= Walkwalkwalk =

British Artist Collective

Walkwalkwalk (2005–2010) is a British artist collective consisting of Gail Burton, Serena Korda and Clare Qualmann. Based in London, their work focused on routine walks in the Bethnal Green neighborhood of East London, as well as overlooked and forgotten spaces. Through their work they looked to create a new "'archaeology of the familiar and the forgotten' in London's East End".^{:50} Scholars have discussed walkwalkwalk's works in a variety of contexts, including psychogeography, walking as an artistic medium, Live Art, and criminology.

== Formation and practice ==
walkwalkwalk was formed in 2005, when Burton, Korda and Qualmann were "looking for a way to create artistic work that didn't require a budget or institutional affiliation."^{:50} walkwalkwalk work across a variety of media, but all of their works are "linked through the practice of walking and the invitation to go on a walk".^{:53} This includes group walks, walking instructions, flyposting, maps, and films. As Mike Collier describes it, 'walkwalkwalk drift through the streets of Bethnal Green collecting stories and objects, creating a narrative of place.'^{:88} In particular, they are known for their series of Nightwalks (2005-2010),^{:14} which took groups on nighttime walks to "selected spots . . . that do not really have any reason to exist",^{:55} and their walk between fish and chip shops in London.

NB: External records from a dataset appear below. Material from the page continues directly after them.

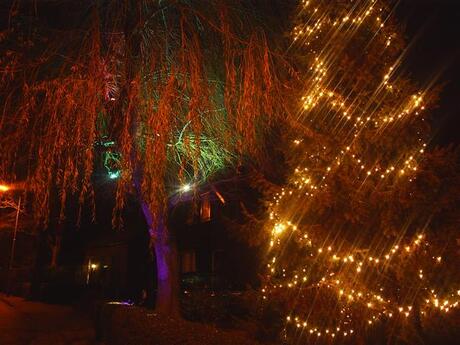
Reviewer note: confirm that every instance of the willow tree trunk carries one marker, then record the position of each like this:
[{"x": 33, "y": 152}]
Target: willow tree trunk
[{"x": 167, "y": 264}]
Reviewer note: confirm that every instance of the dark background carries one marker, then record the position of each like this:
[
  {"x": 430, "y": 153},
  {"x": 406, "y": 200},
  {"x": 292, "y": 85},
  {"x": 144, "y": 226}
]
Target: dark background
[{"x": 433, "y": 30}]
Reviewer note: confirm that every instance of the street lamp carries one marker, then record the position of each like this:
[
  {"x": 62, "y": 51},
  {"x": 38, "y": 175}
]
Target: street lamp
[{"x": 6, "y": 188}]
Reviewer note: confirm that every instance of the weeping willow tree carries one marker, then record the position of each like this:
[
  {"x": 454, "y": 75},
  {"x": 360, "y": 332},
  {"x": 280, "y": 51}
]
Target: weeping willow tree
[{"x": 174, "y": 90}]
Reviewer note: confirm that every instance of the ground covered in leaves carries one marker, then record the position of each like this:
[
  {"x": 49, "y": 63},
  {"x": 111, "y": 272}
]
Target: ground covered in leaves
[{"x": 128, "y": 325}]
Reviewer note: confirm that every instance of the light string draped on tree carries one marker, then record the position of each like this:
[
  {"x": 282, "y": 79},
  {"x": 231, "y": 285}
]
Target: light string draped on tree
[{"x": 371, "y": 127}]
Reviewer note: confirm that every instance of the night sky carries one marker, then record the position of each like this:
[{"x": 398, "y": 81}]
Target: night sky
[{"x": 433, "y": 29}]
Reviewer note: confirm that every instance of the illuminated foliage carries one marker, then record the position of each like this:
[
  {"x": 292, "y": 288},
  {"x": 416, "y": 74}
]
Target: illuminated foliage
[{"x": 358, "y": 234}]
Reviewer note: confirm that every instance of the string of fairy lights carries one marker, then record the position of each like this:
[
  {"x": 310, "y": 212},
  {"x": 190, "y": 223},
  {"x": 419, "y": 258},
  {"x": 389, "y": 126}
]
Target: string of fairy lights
[{"x": 344, "y": 267}]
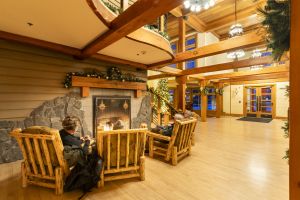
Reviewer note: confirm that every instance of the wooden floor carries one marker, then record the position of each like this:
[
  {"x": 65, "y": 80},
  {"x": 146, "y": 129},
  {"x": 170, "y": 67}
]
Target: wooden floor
[{"x": 232, "y": 160}]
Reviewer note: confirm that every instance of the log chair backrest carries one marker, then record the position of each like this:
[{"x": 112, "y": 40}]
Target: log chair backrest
[
  {"x": 42, "y": 153},
  {"x": 182, "y": 133},
  {"x": 121, "y": 148}
]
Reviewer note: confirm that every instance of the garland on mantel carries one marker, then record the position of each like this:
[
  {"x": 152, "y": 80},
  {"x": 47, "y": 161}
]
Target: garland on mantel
[{"x": 112, "y": 73}]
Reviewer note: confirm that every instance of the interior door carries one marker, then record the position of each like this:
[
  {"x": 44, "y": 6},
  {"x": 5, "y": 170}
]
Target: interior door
[{"x": 260, "y": 101}]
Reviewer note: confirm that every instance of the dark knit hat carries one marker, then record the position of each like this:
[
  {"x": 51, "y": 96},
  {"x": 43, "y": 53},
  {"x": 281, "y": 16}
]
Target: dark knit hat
[{"x": 69, "y": 123}]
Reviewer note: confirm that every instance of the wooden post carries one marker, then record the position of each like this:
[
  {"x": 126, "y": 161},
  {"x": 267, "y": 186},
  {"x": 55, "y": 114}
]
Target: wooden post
[
  {"x": 124, "y": 4},
  {"x": 162, "y": 23},
  {"x": 158, "y": 110},
  {"x": 181, "y": 39},
  {"x": 181, "y": 87},
  {"x": 203, "y": 101},
  {"x": 219, "y": 101},
  {"x": 294, "y": 162}
]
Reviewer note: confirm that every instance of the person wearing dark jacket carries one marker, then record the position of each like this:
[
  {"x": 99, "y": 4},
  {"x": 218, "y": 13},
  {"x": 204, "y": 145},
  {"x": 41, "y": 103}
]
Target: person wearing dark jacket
[{"x": 75, "y": 148}]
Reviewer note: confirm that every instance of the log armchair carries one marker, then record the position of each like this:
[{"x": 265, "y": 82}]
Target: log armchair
[
  {"x": 175, "y": 147},
  {"x": 43, "y": 163},
  {"x": 123, "y": 154}
]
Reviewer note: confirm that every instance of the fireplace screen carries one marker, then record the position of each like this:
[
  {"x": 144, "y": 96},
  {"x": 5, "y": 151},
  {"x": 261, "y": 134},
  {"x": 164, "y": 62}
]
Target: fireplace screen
[{"x": 112, "y": 113}]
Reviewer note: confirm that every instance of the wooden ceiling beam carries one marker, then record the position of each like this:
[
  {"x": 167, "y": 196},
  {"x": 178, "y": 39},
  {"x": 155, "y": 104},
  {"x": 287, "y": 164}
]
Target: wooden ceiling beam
[
  {"x": 230, "y": 19},
  {"x": 230, "y": 65},
  {"x": 160, "y": 76},
  {"x": 257, "y": 77},
  {"x": 137, "y": 15},
  {"x": 245, "y": 41},
  {"x": 170, "y": 70},
  {"x": 268, "y": 70},
  {"x": 65, "y": 49}
]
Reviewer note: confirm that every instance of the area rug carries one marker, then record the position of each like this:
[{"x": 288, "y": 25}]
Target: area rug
[{"x": 255, "y": 119}]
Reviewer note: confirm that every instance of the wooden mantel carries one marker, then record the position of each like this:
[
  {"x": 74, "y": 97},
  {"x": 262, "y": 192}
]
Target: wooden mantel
[{"x": 86, "y": 83}]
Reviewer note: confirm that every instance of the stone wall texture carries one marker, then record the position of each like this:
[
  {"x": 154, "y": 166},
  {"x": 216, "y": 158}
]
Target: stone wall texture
[{"x": 51, "y": 113}]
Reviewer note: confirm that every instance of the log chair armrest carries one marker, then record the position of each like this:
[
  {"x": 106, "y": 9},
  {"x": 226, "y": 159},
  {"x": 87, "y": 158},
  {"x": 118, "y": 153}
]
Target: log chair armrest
[{"x": 158, "y": 136}]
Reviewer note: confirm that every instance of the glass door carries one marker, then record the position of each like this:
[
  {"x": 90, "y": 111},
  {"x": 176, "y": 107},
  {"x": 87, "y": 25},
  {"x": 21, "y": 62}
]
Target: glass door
[{"x": 259, "y": 102}]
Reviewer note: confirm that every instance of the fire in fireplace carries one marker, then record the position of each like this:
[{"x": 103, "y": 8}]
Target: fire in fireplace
[{"x": 111, "y": 113}]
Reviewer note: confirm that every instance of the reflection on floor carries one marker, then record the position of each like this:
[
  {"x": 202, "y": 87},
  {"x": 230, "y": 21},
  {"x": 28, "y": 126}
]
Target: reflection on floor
[{"x": 232, "y": 160}]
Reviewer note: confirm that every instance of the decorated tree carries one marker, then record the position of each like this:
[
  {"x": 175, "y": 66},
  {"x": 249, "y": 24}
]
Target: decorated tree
[
  {"x": 277, "y": 23},
  {"x": 162, "y": 90}
]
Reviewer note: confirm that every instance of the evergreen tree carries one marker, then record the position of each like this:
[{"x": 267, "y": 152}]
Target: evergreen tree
[
  {"x": 162, "y": 90},
  {"x": 277, "y": 23}
]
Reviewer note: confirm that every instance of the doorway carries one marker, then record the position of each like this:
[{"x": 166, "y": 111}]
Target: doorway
[{"x": 260, "y": 101}]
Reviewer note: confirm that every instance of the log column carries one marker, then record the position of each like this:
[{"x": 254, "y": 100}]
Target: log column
[
  {"x": 294, "y": 163},
  {"x": 203, "y": 83},
  {"x": 124, "y": 4},
  {"x": 181, "y": 39},
  {"x": 181, "y": 87},
  {"x": 219, "y": 101}
]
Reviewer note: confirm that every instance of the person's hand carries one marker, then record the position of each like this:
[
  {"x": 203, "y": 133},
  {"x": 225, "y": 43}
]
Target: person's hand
[{"x": 87, "y": 137}]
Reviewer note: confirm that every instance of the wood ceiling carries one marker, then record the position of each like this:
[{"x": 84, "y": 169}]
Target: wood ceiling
[{"x": 219, "y": 18}]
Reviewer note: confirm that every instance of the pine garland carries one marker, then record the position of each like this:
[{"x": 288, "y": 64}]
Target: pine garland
[
  {"x": 286, "y": 126},
  {"x": 277, "y": 23},
  {"x": 113, "y": 73}
]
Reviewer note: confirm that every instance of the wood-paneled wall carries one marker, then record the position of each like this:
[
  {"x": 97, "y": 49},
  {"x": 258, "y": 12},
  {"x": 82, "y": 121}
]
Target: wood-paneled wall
[{"x": 29, "y": 76}]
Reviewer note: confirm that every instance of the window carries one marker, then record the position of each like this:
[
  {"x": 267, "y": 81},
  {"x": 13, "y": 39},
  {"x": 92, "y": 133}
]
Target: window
[
  {"x": 193, "y": 99},
  {"x": 211, "y": 99},
  {"x": 174, "y": 49},
  {"x": 172, "y": 95},
  {"x": 191, "y": 43}
]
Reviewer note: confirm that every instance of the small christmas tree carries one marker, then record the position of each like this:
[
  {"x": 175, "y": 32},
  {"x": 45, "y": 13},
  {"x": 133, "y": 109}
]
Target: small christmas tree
[
  {"x": 162, "y": 90},
  {"x": 277, "y": 23}
]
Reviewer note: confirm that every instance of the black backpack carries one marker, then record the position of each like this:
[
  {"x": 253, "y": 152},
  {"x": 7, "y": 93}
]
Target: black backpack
[{"x": 86, "y": 176}]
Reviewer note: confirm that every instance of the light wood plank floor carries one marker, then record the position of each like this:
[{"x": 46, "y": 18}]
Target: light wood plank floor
[{"x": 232, "y": 160}]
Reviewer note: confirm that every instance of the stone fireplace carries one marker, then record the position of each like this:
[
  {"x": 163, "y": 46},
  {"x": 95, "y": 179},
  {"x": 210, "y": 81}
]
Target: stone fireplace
[
  {"x": 112, "y": 112},
  {"x": 133, "y": 111}
]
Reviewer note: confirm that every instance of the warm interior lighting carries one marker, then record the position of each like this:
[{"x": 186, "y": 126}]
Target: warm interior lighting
[
  {"x": 236, "y": 54},
  {"x": 236, "y": 30},
  {"x": 198, "y": 5}
]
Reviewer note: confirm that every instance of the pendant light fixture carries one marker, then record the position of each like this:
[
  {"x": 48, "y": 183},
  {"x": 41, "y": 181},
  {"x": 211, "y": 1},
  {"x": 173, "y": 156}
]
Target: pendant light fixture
[
  {"x": 198, "y": 5},
  {"x": 236, "y": 30}
]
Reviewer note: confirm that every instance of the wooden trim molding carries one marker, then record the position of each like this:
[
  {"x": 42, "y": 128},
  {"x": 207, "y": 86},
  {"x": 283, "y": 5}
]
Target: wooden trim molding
[
  {"x": 230, "y": 65},
  {"x": 294, "y": 162},
  {"x": 101, "y": 11}
]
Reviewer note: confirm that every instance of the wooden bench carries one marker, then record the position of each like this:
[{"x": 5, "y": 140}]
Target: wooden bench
[
  {"x": 43, "y": 163},
  {"x": 177, "y": 146},
  {"x": 123, "y": 154}
]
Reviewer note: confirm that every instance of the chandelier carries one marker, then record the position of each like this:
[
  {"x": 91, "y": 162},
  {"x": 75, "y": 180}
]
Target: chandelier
[
  {"x": 236, "y": 54},
  {"x": 256, "y": 54},
  {"x": 236, "y": 30},
  {"x": 198, "y": 5}
]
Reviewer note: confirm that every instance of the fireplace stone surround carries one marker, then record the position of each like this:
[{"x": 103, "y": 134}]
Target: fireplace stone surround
[{"x": 52, "y": 112}]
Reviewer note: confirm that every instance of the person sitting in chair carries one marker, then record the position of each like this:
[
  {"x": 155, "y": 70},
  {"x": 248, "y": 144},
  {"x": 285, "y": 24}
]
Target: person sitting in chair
[{"x": 75, "y": 148}]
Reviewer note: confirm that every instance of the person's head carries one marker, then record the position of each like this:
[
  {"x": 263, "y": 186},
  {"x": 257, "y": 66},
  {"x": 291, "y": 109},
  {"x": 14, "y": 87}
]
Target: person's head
[{"x": 70, "y": 124}]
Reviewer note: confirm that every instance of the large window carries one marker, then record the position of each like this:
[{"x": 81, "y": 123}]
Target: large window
[
  {"x": 172, "y": 95},
  {"x": 190, "y": 44},
  {"x": 193, "y": 99},
  {"x": 174, "y": 49},
  {"x": 211, "y": 99}
]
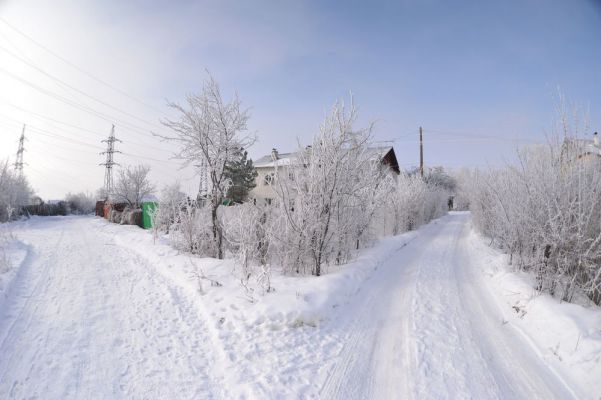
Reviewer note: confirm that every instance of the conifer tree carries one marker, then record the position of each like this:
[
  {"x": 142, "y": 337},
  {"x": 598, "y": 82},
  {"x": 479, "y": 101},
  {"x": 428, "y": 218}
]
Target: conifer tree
[{"x": 242, "y": 174}]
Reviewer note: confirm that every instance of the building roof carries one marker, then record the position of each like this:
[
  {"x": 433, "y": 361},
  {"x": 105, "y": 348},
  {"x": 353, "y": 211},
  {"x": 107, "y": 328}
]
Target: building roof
[
  {"x": 583, "y": 146},
  {"x": 382, "y": 153}
]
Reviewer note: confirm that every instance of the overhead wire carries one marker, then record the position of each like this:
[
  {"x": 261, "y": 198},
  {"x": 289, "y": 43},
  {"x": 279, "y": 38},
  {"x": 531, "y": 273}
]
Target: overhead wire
[
  {"x": 81, "y": 92},
  {"x": 76, "y": 67}
]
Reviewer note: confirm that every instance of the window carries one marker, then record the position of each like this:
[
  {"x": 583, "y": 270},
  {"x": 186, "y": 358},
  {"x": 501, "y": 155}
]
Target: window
[{"x": 268, "y": 180}]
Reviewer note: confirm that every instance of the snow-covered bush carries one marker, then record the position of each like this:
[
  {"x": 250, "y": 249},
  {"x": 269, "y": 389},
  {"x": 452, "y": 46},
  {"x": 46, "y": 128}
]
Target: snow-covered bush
[
  {"x": 412, "y": 202},
  {"x": 81, "y": 203},
  {"x": 244, "y": 226},
  {"x": 546, "y": 214},
  {"x": 171, "y": 201},
  {"x": 14, "y": 192},
  {"x": 133, "y": 185},
  {"x": 326, "y": 197},
  {"x": 210, "y": 132},
  {"x": 193, "y": 231}
]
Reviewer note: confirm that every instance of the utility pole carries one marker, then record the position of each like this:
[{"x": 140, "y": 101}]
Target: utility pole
[
  {"x": 203, "y": 172},
  {"x": 108, "y": 173},
  {"x": 421, "y": 152},
  {"x": 19, "y": 160}
]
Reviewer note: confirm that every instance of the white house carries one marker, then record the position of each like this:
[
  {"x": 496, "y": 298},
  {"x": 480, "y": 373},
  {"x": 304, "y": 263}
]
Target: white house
[{"x": 266, "y": 166}]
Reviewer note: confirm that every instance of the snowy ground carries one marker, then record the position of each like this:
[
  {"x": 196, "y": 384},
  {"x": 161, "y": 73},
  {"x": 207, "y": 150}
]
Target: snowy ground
[{"x": 92, "y": 310}]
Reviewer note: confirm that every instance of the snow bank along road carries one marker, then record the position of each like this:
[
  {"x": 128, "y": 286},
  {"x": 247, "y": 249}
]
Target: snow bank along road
[{"x": 89, "y": 319}]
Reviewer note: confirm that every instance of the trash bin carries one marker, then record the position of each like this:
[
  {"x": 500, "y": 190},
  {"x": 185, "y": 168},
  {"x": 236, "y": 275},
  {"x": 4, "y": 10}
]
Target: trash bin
[{"x": 148, "y": 208}]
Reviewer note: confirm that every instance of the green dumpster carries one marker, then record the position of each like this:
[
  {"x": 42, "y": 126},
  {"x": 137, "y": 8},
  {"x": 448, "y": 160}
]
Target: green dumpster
[{"x": 148, "y": 207}]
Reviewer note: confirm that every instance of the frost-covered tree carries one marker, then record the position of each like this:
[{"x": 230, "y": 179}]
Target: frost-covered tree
[
  {"x": 242, "y": 174},
  {"x": 15, "y": 192},
  {"x": 133, "y": 185},
  {"x": 544, "y": 211},
  {"x": 245, "y": 232},
  {"x": 210, "y": 132},
  {"x": 81, "y": 203},
  {"x": 326, "y": 196},
  {"x": 171, "y": 202}
]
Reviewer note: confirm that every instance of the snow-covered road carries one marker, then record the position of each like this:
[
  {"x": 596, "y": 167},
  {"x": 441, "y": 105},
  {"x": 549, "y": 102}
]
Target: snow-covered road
[
  {"x": 426, "y": 327},
  {"x": 91, "y": 321},
  {"x": 87, "y": 318}
]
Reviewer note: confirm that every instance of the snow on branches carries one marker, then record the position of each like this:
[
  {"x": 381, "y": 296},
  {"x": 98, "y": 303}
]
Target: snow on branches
[
  {"x": 544, "y": 211},
  {"x": 210, "y": 133}
]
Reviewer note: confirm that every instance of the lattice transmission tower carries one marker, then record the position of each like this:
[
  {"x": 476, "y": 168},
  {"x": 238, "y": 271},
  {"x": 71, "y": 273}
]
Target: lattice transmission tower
[
  {"x": 109, "y": 163},
  {"x": 19, "y": 160}
]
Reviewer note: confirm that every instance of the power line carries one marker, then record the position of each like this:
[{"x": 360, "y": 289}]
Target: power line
[
  {"x": 109, "y": 163},
  {"x": 74, "y": 66},
  {"x": 78, "y": 127},
  {"x": 62, "y": 82},
  {"x": 143, "y": 131},
  {"x": 19, "y": 159}
]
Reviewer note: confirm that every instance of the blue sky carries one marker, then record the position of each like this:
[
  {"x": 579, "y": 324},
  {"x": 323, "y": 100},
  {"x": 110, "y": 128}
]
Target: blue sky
[{"x": 475, "y": 75}]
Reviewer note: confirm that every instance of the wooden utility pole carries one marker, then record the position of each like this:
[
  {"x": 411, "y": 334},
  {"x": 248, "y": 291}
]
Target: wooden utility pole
[{"x": 421, "y": 152}]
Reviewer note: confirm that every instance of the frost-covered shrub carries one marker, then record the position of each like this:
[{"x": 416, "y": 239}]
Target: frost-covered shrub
[
  {"x": 545, "y": 212},
  {"x": 81, "y": 203},
  {"x": 244, "y": 226},
  {"x": 192, "y": 231},
  {"x": 413, "y": 202},
  {"x": 326, "y": 197},
  {"x": 14, "y": 192},
  {"x": 171, "y": 201}
]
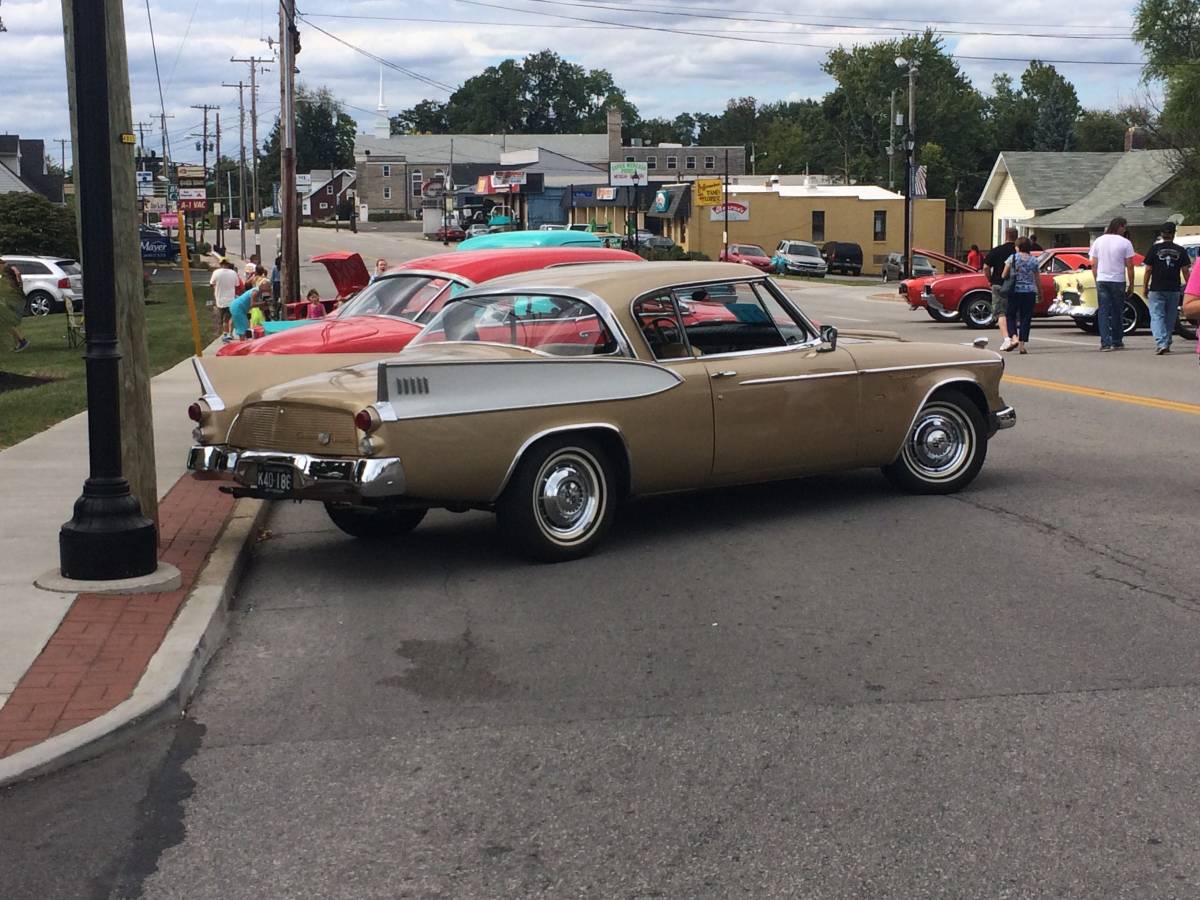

Their work is closely linked with the Situationist concept of psychogeography, and particularly the practices of détournement and dérive. Scholars, however, have pointed out how it subverts many of psychogeography's common tropes. Deirdre Heddon and Cathy Turner refer to their work as "a sort of anti-dérive", noting that walkwalkwalk "consciously détourn Debord’s expression of outrage [over the limited triangle of movement most people inhabit] by specifically mapping their own daily routes to define a triangle: ‘rather than diverging from it we decided we would explore relationships within it'". Likewise, Blake Morris contrasts their "resolutely local explorations" with the type of epic walks "typified by literary psychogeographer Iain Sinclar's [ . . . ] exploration of the M25 motorway".^{:51}

Scholars have highlighted how their work centers the experiences of women, who are often excluded from histories of and discussions around walking. As Morris notes, walkwalkwalk's works "gave precedence to . . . the experience of women walking through the city".^{:51} Likewise, Lizzie Seal and Maggie O'Niell use it as an example of how artistic walking practices could be applied to sociological and criminological research and practices, identifying their work as an "urban and micropolitical transgression challenging and resisting gendered norms".^{:14}

== Selected exhibitions ==
- Chip Shop Tour of E8 (2007), E8- The Heart of Hackney, Transition Gallery, London
- Nightwalks (2008), Stories from the Exeter Archive
- walk walk walk: stories from the Bethnal Green archive (2010), a permanent installation in the Bethnal Green Old Town Hall.
- walk walk walk (2013), Walk On: 40 Years of Walking, Pitshangar Manor Gallery, Northern Gallery of Contemporary Art, mac Birmingham, Plymouth City Museum and Gallery

== Selected publications ==
- Gail Burton, Serena Korda, and Clare Qualmann (2009) Walkwalkwalk: Stories from the Exeter Archive. London: Site Projects.